L’esecutivo Draghi, in meno di due anni di governo, può contare 53 questioni di fiducia, di cui 19 in 9 mesi, comunque sotto alla soglia record raggiunta dal governo Meloni. Come scrive OpenPolis, inoltre, la marginalità delle Camere viene evidenziata dall’abuso di decreti legge: «quando il governo deve legiferare lo fa, nella stragrande maggioranza dei casi, attraverso decreti legge (21 conversioni su 26 leggi approvate). Da questa rapidissima disamina possiamo concludere che è chiaramente il governo a detenere saldamente nelle proprie mani anche il potere legislativo».

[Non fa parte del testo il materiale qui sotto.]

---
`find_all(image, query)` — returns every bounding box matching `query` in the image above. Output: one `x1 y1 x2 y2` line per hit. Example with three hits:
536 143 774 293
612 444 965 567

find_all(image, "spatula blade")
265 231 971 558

Anche su questo punto, Meloni dai banchi dell’opposizione era stata molto critica. Era il 15 maggio 2020 e la leader di Fratelli d’Italia twittava: «Cosa c’è di così urgente da scavalcare il Parlamento nel bonus monopattini, nella lievitazione delle poltrone delle società pubbliche e nella sanatoria dei clandestini? Abbiamo ancora una Costituzione in Italia?»

 

Proprio ieri il Consiglio dei Ministri ha approvato due “decreti Omnibus” che contengono di tutto: dalla deroga al tetto sugli stipendi per la società che costruirà il ponte sullo Stretto di Messina all'aumento del 20% delle licenze dei taxi, dall'iniziativa contro il caro voli ai provvedimenti sulla giustizia, dagli investimenti per i piccoli comuni alla lotta al granchio blu. Fino alla discussa imposta straordinaria del 40% sugli extraprofitti delle banche applicata ai bilanci 2022 e 2023. «Inaccettabile», avrebbe commentato in un altro tempo la leader di Fratelli d’Italia. Ma adesso che è al governo la fiducia somiglia a un segno di sfiducia verso la maggioranza: forse troppo pericoloso rischiare franchi tiratori nei probabili voti segreti, meglio cancellare d’un colpo il dibattito. Più che una richiesta di fiducia, un vero atto di fede.